AbstractHigh‐speed video and electric field change data are used to describe the first 5 ms of a negative cloud‐to‐ground flash. These observations reveal an evolution in character of the luminosity and electric field change pulses as two branches of the leader separately transition from initial leader to propagating as a negative stepped leader (SL). For the first time reported, there is evidence of weak luminosity coincident with the initiating event, a weak bipolar pulse 60 μs prior to the first initial breakdown (IB) pulse. During the IB stage, the initial leader advances intermittently at intervals of 100–280 μs, in separate light bursts that are bright for a few 20‐μs frames and are time coincident with IB pulses. In the intervals between IB pulses, the initial leader is dim or invisible during the earliest 1.8 ms.
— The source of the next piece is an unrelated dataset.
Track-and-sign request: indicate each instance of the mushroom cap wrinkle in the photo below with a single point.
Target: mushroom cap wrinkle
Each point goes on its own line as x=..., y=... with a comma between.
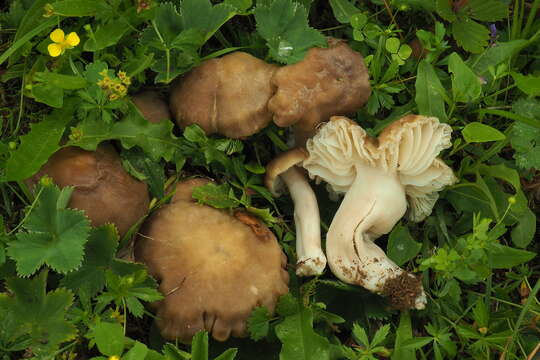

Within 2 ms, the leader propagation begins transitioning to an early SL phase, in which the leader tip advances at more regular intervals of 40–80 μs during relatively dim and brief steps which are coincident with SL pulses having short duration, small amplitude, and typically unipolar waveform. These data indicate that when the entire initial leader length behind the lower end begins to remain illuminated between bursts, the propagation mode changes from IB bursts to SL steps, and the IB stage ends. The results support a hypothesis that the early initial leader development occurs in the absence of a continuously hot channel, thus the initial leader propagation is physically unlike the self‐propagating SL advance.